Dall’Eccellenza alla Serie A, la storia di Emanuele Valeri

by Francesco Pietrella
Emanuele Valeri

L’assist più bello glielo ha fatto un allenatore tignoso ma intuitivo. Uno che dal nulla gli ha detto «Ema, scala terzino, è il ruolo tuo». Dubbi evidenti, gesti del corpo inequivocabili. Di chi preferisce stare più avanti. «Non ti piace?», gli disse il mister. «Mah, che te’ devo di’…». Tradotto in un «se proprio devo ci gioco, ma non sono contentissimo». 

Quel gran rifiuto della Lazio

E invece gli cambierà la vita, perché dieci anni dopo quel cambio di rotta Emanuele Valeri gioca in Serie A con la Cremonese, un’isola felice trovata per caso dopo centinaia di pagaiate in mare aperto, schivando ostacoli e rifiuti.
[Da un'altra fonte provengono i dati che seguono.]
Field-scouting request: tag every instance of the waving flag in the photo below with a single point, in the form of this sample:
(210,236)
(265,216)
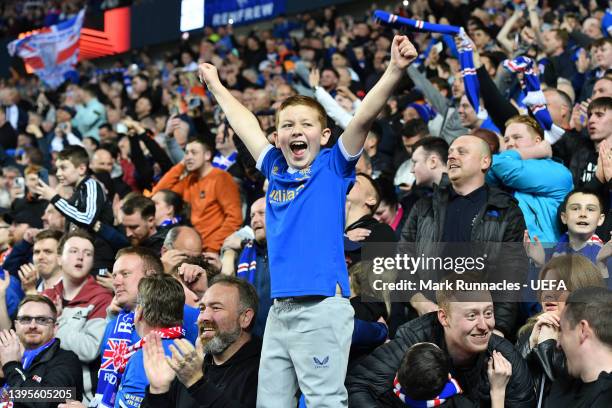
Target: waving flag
(466,53)
(51,51)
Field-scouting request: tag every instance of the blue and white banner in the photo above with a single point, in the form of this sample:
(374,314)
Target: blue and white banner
(51,51)
(237,12)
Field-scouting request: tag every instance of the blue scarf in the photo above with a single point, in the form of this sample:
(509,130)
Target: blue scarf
(247,265)
(30,355)
(451,389)
(534,99)
(466,53)
(26,361)
(590,250)
(114,358)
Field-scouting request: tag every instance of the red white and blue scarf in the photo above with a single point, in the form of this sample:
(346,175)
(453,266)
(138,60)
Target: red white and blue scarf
(451,389)
(534,97)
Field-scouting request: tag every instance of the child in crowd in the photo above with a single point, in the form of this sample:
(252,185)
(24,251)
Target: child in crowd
(309,280)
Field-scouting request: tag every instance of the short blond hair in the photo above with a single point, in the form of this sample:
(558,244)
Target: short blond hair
(529,122)
(300,100)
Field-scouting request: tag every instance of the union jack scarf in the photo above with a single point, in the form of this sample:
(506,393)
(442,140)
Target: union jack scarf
(115,355)
(534,98)
(451,389)
(466,52)
(247,265)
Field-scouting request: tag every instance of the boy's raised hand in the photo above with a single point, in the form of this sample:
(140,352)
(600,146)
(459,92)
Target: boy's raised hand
(402,52)
(44,191)
(208,74)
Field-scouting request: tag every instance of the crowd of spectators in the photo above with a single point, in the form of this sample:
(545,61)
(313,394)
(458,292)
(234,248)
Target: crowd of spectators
(187,230)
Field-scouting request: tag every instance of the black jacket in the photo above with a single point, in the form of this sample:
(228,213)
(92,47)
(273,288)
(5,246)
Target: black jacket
(545,361)
(53,367)
(230,385)
(579,155)
(371,379)
(87,205)
(380,232)
(576,394)
(499,221)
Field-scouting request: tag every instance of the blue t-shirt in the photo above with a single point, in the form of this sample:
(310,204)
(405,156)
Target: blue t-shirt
(134,380)
(305,222)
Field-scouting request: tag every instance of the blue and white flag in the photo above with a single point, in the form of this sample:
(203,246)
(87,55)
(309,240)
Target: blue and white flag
(52,51)
(466,53)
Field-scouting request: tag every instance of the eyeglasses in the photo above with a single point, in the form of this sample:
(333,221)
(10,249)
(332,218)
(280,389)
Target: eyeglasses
(40,320)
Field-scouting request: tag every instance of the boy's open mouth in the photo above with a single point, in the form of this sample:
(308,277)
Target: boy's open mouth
(298,148)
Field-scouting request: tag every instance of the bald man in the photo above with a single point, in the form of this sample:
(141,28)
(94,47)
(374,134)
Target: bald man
(180,243)
(361,203)
(463,208)
(248,259)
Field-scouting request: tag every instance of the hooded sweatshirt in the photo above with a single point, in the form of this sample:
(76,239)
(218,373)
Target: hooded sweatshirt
(81,325)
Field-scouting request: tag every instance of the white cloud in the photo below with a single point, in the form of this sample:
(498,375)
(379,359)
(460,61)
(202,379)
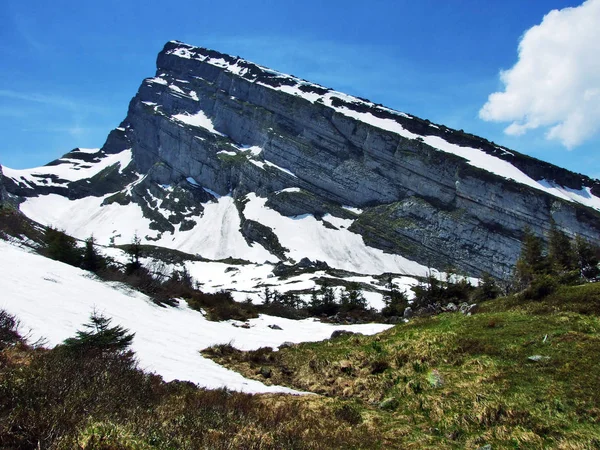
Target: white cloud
(555,84)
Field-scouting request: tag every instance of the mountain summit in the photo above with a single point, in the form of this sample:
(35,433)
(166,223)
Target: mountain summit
(221,157)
Il primo a 13 anni, quando a fine stagione la Lazio chiude a chiave il centro sportivo di Formello e gli dice «no, ci dispiace, devi andare via». Valeri, lazialissimo come tutta la famiglia, una vita da abbonato in curva, ci resta così male che non sa che dire. Il primo scoglio della sua carriera, tant’è che ancora oggi, nei momenti no, dà uno sguardo al suo tatuaggio preferito, ‘my family’, due parole che nascondono storie. Se Emanuele gioca a calcio da professionista lo deve ai sussurri di mamma e papà, ma anche ai modi gentili dei suoi nonni, Roberto e Algenere, quelli che quando il nipote fu scartato gli hanno sollevato il mento e detto «ok, capiamo la botta, ma ora rialzati». E così è stato.

Dall’Eccellenza alla Serie A

Romano di Primavalle, dopo un paio di stagioni nella Centro Federale Valeri arriva nel gruppo dei ’98 della Lazio, a cui si aggregheranno anche Frattesi e Scamacca. Il ‘no’ dello staff biancoceleste coincide con l’arrivo all’Urbetevere, storica società romana, e al famoso cambio di rotta: da ala a terzino sinistro grazie a Marco Mei, il primo dei due guizzi che indirizzeranno il suo destino. Il secondo è di Giacomo Galli, allenatore dell’Atletico Vescovio in Eccellenza ed ex punta della Lazio Primavera. A 16 anni Valeri gioca in quinta serie per divertimento, segna un paio di gol,  non percepisce uno stipendio, si scende in campo tutte le partite e poi se ne va all’Olimpico con gli amici, abbonato in Curva. Il 26 maggio 2013, il giorno in cui la Lazio ha vinto la Coppa Italia con la Roma, era in tribuna con tutta la famiglia. Il bello è che l’esordio in Serie A è arrivato nello stesso stadio dove faceva il raccattapalle e dove ha visto centinaia di partite da tifoso, tra cui il derby del gol di Di Canio sotto la Sud, 6 gennaio 2005. Tredici anni dopo, agosto 2022, il debutto contro la Roma. Lì intorno, nel 2016, strappò la salvezza con l’Atletico Vescovio in un campo in sintetico a Via del Baiardo, sul Tevere. 

«Tu diventerai un giocatore»

Mister Mei l’ha messo sulla strada giusta, Galli gliel’ha spianata. A fine 2016 gli fa una promessa: «Diventerai un giocatore». Alla fine lo prende il Rieti, Serie D, la prima picconata lungo la montagna, tre gol in 34 partite prima della chiamata del Lecce, in Serie C. Un anno formativo dove scende in campo solo sei volte, ma conquista una storica promozione in Serie B con Liverani allenatore. Da qui di nuovo in D, stavolta a Cesena, prima di un’altra promozione al Dino Manuzzi. 

It’s a long way to the top

Il resto è storia: la Cremonese lo prende nel 2020 superando la concorrenza di diversi club, tra cui Vicenza e Salernitana, rendendolo un titolare fisso. L’anno scorso ha centrato la promozione in Serie A al secondo tentativo. Mister Alvini ci crede, lo sprona, e lui lo ripaga arando la fascia come l’idolo Marcelo. Ogni volta che scende in campo pensa a quel “no” che gli ha cambiato la vita. A una stagione giocata in Eccellenza in cui è divertito come non mai. E ai sussurri di chi gli vuole bene. «It’s a long way to the top», cantavano gli AC/DC. Vale per il Rock ’n Roll, ma pure per Valeri.